Il traffico navale globale potrebbe mettere in pericolo la biosicurezza dell’Antartide

In questo momento, il L’Antartico e le acque circostanti sono sorprendentemente prive di specie invasive. Secondo una nuova ricerca, tuttavia, quella situazione potrebbe cambiare in un futuro non troppo lontano, grazie a un livello scioccante di connettività con i porti di tutto il mondo. Le navi possono trasportare accidentalmente una vasta gamma di vita marina, che a sua volta può colonizzare nuovi luoghi (come il polo sud del mondo), superare la vita indigena e generalmente devastare un ecosistema. Nuova ricerca ha tracciato i percorsi delle varie navi da ricerca, navi turistiche e pescherecci che sbuffano nelle acque ghiacciate dell’Antartico.

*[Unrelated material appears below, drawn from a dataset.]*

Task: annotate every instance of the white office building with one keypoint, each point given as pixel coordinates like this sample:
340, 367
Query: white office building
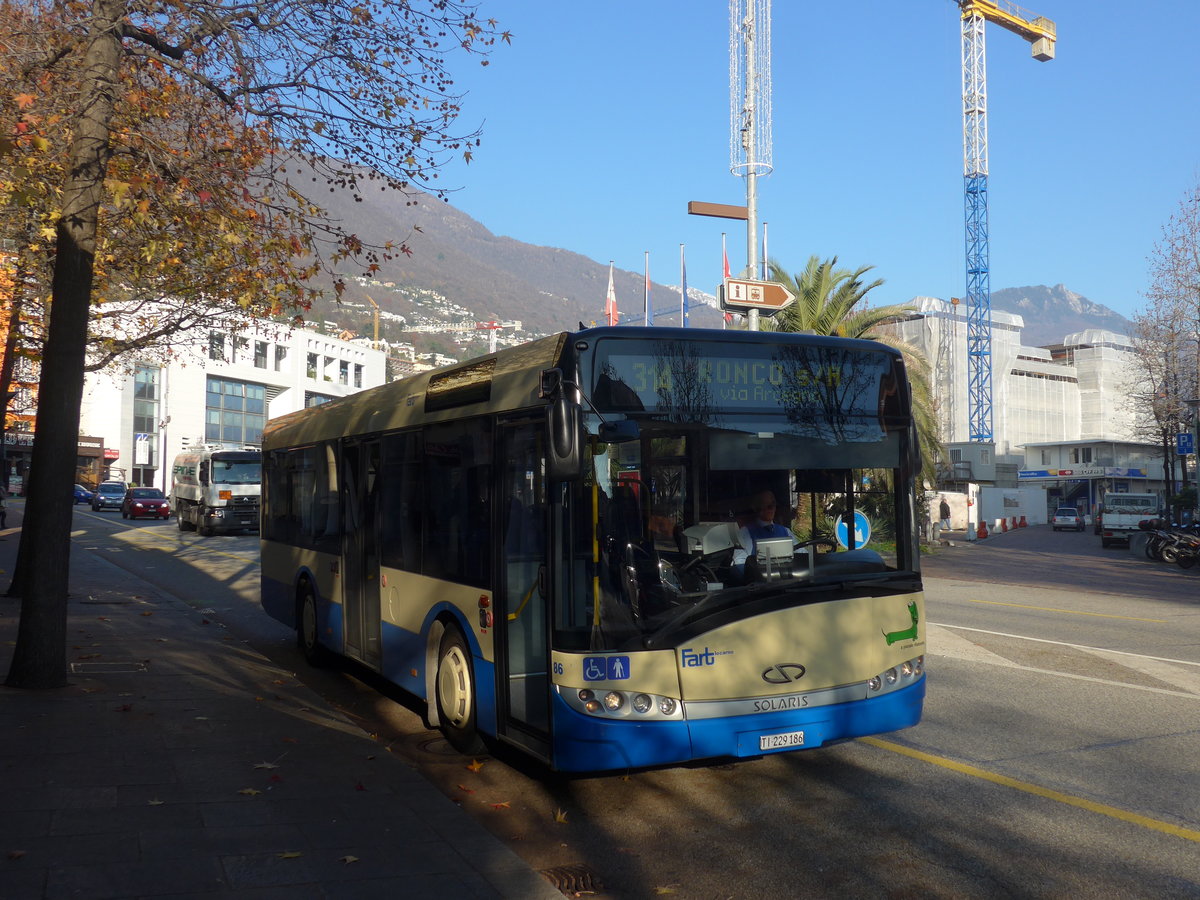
219, 388
1061, 414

Secondo Arlie McCarthy, ricercatore presso il Dipartimento di Zoologia dell’Università di Cambridge e il British Antarctic Survey, queste moto d’acqua portano tutte con sé il rischio di visitatori indesiderati. E i visitatori potrebbero avere più possibilità di trasferirsi di quanto pensassimo una volta.

“Sappiamo da altre aree fredde del mondo, incluso l’Artico, che le cose che crescono sugli scafi delle navi vengono assolutamente trasportate da un luogo all’altro, ed è una delle principali fonti di introduzione marina in tutto il mondo”, ha detto McCarthy Ars. “Sappiamo anche che le navi che entrano in Antartide hanno cose che crescono su di loro. Quello che non sapevamo fino a questo punto era un buon dettaglio su dove vanno quelle navi”.

La ricerca di McCarthy suggerisce che ci sono 1.581 porti in tutto il mondo con collegamenti con l’Antartide. Si tratta di porti da cui almeno una nave si è recata nella regione, definita a sud di -60 gradi di latitudine, come stabilito dal Trattato Antartico. Per determinarlo, lei e il suo team hanno esaminato i dati di spedizione da Lloyd’s List Intelligence, una vecchia e affidabile fonte di dati marittimi, dati sugli scali portuali e dati satellitari grezzi. Le ha permesso di monitorare l’attività della nave tra il 2014 e il 2018.

“Sono collegati in qualche modo all’Antartide”, ha detto McCarthy, riferendosi ai porti. Ciò significa che una miriade di specie come granchi, cirripedi e alghe provenienti da un numero enorme di luoghi potrebbero finire nell’area. Con l’aumento del trasporto marittimo globale, e mentre ricercatori e turisti continuano a dirigersi in queste acque, crescono anche le probabilità che specie invasive prendano piede. C’è anche una preoccupazione per il movimento di alcune specie dal Polo Nord al Polo Sud, potenzialmente su navi turistiche o di ricerca. Le specie dell’Artico si sarebbero probabilmente adattate al freddo e potrebbero prosperare nel freddo Antartico meglio delle specie portate da qualche parte a sud dell’equatore.

Le acque antartiche sono per lo più prive di specie marine invasive, ce ne sono alcune invasive erbe e insetti— e l’oceano è più isolato di molti altri oceani. Ciò è dovuto in gran parte al vicino Oceano Antartico, che ha correnti che circondano l’Antartide. Sono particolarmente forti e formano una specie di barriera. “Qualunque cosa provenga dalle correnti oceaniche dagli oceani più a nord, può essere deviata dall’Antartide piuttosto che attraversare effettivamente l’Oceano Australe. Fermano la maggior parte delle cose che arrivano dalle correnti d’acqua”, ha detto McCarthy, aggiungendo che foche e balene sono in grado di attraversare queste correnti, anche se cozze, cirripedi e alghe sono spesso bloccati.

Poiché la regione è così fredda, molti degli organismi che la chiamano casa vivono più o meno al limite di ciò che è fisiologicamente possibile. C’è meno cibo che altrove e molte delle creature hanno adattato comportamenti molto specializzati per sopravvivere, quindi le specie invasive potrebbero causare più danni di quanto non facciano in un luogo dove c’è più cibo e calore. Ad esempio, alcune forme di vita antartiche hanno sviluppato gigantismo polare, il che significa che crescono grandi, vivono lentamente e muoiono invecchiate. Specie più piccole, più veloci e a riproduzione più rapida provenienti da altre zone, supponendo che possano sopravvivere nell’Antartico, potrebbero superare gli abitanti originari.